動悸ドキドキ、したくない4
――おかしい。
撫でつけた赤銅の髪が走る度にほどけて揺れる。
レオンハルトはその琥珀の瞳に映る景色に違和感を覚えた。
銀アタマのバカと試験監督長を追って廊下を進むが、背は見えているのに一向に追いつかない。
廊下の魔気灯は割れ、まだ点いているものもパチパチと点滅し続けいつ破裂するかわからない。

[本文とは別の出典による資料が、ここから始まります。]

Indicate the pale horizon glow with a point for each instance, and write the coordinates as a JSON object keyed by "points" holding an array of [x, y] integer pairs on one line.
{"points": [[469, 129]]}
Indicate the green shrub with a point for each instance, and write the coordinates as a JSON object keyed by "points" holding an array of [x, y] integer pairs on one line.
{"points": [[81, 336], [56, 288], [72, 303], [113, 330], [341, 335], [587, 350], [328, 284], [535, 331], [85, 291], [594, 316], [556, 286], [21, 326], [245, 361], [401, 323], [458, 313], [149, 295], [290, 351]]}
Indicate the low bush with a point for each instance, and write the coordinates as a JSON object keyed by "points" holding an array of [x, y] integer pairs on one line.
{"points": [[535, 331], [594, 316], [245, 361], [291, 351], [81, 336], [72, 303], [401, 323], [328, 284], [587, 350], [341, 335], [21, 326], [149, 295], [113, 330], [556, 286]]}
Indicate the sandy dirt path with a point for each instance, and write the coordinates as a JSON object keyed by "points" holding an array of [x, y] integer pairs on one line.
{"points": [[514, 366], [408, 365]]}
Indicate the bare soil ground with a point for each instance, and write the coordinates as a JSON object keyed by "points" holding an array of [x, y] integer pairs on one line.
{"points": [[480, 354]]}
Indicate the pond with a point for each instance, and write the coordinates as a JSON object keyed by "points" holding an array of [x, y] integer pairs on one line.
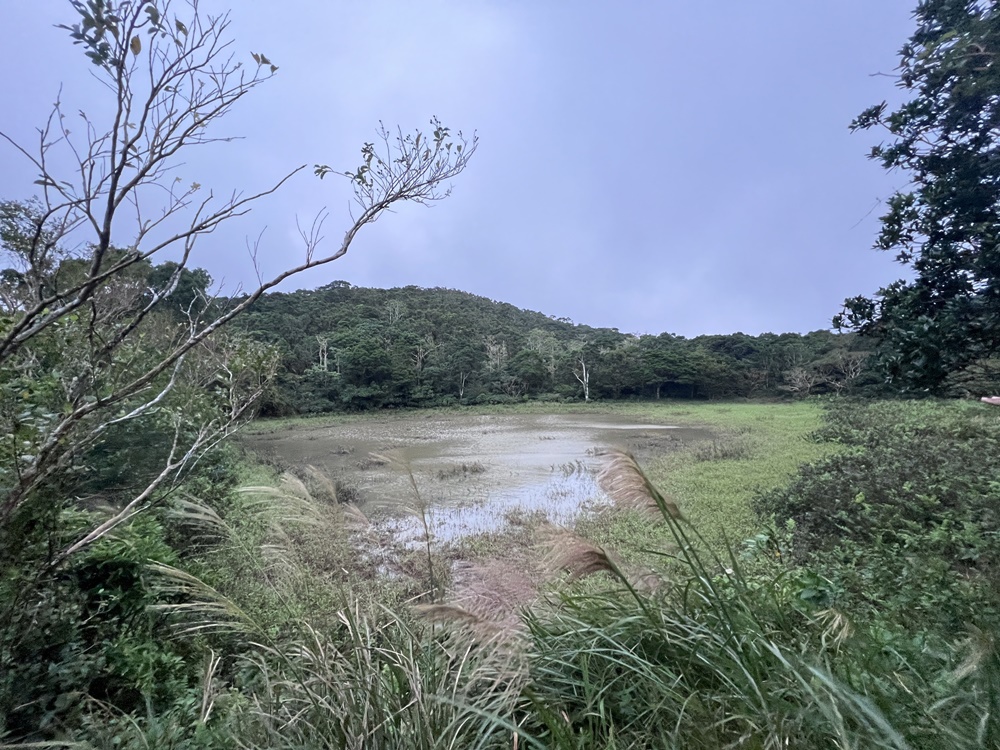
{"points": [[470, 473]]}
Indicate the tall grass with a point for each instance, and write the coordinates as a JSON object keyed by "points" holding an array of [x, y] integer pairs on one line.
{"points": [[702, 655]]}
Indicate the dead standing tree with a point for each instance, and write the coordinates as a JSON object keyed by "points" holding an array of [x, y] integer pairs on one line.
{"points": [[168, 79]]}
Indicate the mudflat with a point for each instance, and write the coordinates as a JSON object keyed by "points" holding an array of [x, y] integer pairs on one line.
{"points": [[470, 472]]}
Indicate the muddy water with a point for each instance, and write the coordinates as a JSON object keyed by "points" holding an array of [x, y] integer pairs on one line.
{"points": [[472, 474]]}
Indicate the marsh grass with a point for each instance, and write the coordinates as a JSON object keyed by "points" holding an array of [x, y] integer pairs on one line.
{"points": [[711, 658]]}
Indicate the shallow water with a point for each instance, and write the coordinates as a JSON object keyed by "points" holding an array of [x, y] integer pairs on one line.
{"points": [[514, 465]]}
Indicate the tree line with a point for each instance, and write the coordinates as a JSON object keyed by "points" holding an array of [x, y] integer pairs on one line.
{"points": [[345, 347]]}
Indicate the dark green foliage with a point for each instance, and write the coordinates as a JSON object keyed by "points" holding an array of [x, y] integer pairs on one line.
{"points": [[943, 227], [84, 633], [353, 348], [905, 522]]}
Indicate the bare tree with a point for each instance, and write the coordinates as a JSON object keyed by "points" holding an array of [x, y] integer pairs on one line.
{"points": [[323, 342], [496, 353], [800, 381], [78, 257]]}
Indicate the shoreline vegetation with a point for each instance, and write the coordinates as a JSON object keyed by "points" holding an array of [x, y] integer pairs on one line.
{"points": [[657, 621]]}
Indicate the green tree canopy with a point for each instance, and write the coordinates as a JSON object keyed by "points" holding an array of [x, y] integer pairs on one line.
{"points": [[944, 226]]}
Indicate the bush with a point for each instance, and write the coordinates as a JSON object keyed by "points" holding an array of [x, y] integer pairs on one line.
{"points": [[905, 523]]}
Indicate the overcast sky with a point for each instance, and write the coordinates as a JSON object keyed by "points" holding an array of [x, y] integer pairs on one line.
{"points": [[648, 166]]}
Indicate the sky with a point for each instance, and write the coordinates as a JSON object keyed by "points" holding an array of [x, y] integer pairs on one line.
{"points": [[651, 166]]}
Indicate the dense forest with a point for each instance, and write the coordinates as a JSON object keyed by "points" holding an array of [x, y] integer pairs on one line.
{"points": [[345, 347]]}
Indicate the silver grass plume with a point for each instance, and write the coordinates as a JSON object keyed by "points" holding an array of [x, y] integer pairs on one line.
{"points": [[628, 486]]}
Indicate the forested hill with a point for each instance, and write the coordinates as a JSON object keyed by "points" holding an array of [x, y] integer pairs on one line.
{"points": [[346, 347]]}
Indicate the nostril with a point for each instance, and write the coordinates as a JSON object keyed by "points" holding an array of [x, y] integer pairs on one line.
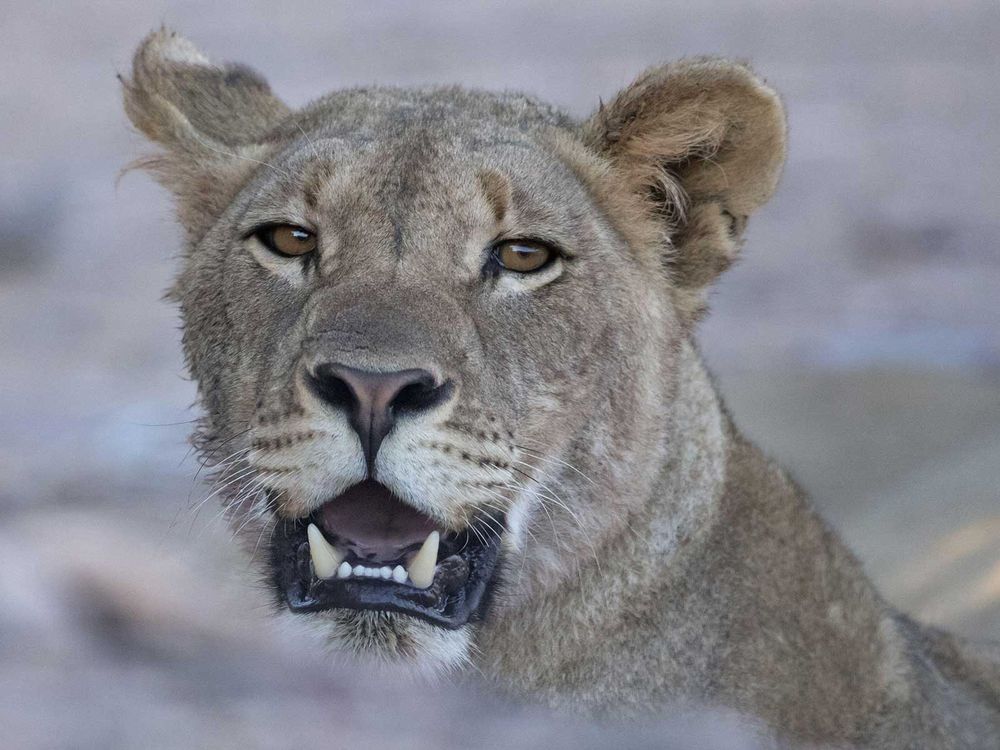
{"points": [[420, 395], [330, 387]]}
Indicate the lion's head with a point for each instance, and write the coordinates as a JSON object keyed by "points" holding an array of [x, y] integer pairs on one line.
{"points": [[436, 332]]}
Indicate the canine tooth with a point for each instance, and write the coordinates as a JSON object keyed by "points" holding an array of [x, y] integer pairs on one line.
{"points": [[324, 555], [421, 567]]}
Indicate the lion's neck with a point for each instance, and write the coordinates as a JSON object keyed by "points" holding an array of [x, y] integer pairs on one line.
{"points": [[667, 500]]}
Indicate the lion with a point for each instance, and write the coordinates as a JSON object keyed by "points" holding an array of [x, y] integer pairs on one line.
{"points": [[444, 340]]}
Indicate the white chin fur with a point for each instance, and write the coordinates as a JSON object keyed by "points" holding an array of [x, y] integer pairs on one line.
{"points": [[388, 641]]}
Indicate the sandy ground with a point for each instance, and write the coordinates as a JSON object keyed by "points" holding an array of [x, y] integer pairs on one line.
{"points": [[859, 342]]}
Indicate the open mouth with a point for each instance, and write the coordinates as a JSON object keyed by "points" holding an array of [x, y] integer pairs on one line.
{"points": [[366, 549]]}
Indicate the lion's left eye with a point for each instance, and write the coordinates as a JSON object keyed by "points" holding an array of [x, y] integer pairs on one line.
{"points": [[287, 239], [523, 256]]}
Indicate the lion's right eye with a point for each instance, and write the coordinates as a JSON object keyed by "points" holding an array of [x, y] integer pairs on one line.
{"points": [[286, 239]]}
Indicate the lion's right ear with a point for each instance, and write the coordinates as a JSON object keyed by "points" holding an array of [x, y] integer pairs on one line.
{"points": [[212, 119]]}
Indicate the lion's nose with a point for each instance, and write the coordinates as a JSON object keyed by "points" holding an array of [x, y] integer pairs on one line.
{"points": [[374, 400]]}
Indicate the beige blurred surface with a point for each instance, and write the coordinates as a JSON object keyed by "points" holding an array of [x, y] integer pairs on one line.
{"points": [[858, 341]]}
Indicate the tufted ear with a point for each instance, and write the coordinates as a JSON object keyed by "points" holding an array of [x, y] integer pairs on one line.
{"points": [[703, 142], [212, 120]]}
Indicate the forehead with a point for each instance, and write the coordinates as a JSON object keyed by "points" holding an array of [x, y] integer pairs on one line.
{"points": [[384, 157]]}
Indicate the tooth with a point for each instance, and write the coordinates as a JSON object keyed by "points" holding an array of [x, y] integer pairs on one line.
{"points": [[421, 567], [324, 555]]}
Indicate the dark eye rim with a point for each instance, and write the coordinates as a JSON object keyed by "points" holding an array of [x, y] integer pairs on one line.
{"points": [[555, 254], [265, 235]]}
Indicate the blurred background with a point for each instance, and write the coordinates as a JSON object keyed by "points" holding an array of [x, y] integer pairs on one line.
{"points": [[858, 341]]}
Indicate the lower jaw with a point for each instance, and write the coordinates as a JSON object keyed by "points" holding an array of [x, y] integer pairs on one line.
{"points": [[443, 604]]}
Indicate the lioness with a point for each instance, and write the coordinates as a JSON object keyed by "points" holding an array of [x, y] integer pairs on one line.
{"points": [[445, 344]]}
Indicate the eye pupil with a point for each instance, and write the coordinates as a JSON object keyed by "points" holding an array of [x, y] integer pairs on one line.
{"points": [[523, 256], [287, 239]]}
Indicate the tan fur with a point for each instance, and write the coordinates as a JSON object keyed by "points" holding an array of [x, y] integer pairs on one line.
{"points": [[651, 554]]}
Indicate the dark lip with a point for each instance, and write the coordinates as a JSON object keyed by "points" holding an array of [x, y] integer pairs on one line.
{"points": [[447, 603]]}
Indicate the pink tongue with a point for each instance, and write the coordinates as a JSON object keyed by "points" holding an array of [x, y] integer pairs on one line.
{"points": [[369, 520]]}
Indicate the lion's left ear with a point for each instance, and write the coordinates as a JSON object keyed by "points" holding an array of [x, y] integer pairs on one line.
{"points": [[710, 128]]}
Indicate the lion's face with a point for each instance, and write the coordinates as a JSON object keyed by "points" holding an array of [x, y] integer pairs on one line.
{"points": [[435, 349]]}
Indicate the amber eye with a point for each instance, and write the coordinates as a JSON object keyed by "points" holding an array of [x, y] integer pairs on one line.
{"points": [[287, 239], [523, 256]]}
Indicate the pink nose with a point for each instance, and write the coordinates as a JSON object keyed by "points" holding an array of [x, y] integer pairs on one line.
{"points": [[373, 400]]}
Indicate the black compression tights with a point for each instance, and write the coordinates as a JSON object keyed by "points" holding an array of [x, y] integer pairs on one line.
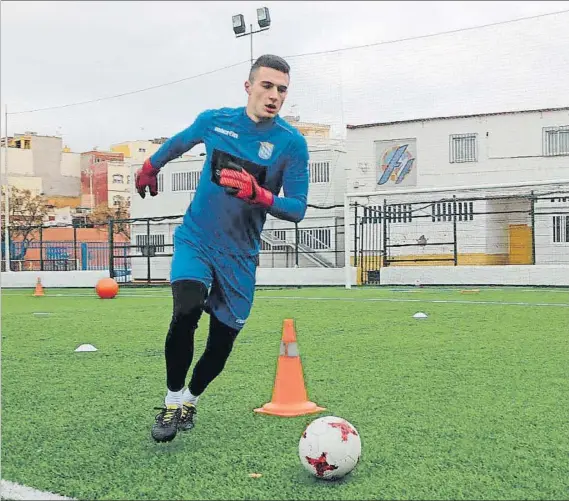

細く亀裂の入った境界ガラスは、先に進むにつれ大きくヒビ割れ廊下に砕け落ちていた。
――この学院の最高固定の境界ガラスが割れるなんて。
たかが同期実験でここまでの被害が出るわけがない。
――それに、この廊下はこんなに長かったか?
学院の校内地図は隅から隅まで頭に入っている。
……カツン「カツン」「「カツン」」「「「カツン」」」
ふと気付けば、遥か先を行く2人の足音が自分の足音と寸分の違いなく重なっている。
背筋を氷で撫でられたような寒気が走る。
空気が押し潰されそうになるくらい、重い。
「……ブルーメ・クンツェ!!!」
恐ろしいほどの静寂に感情が抑えきれず、堪らずその名を叫んだ。
瞬間、あれほど遠かった銀色が目の前にいた。
幻でも逃すまいとその腕をしかと掴むと、3人の呼吸がぴたりと重なる。
くるりと、銀色が振り向いた。
「…こっちだよ」
惚けたように自分を見つめる青紫の瞳にレオンハルトはドキリとした。
大丈夫なのか。こいつは。
「…ライモンド試験監督長!」
現状の話をしようと銀色の隣を見て、レオンハルトは目を疑った。
見間違いでなければ、あの有能冷徹な試験監督長が本当に嬉しそうに口の端を上げて笑っていた。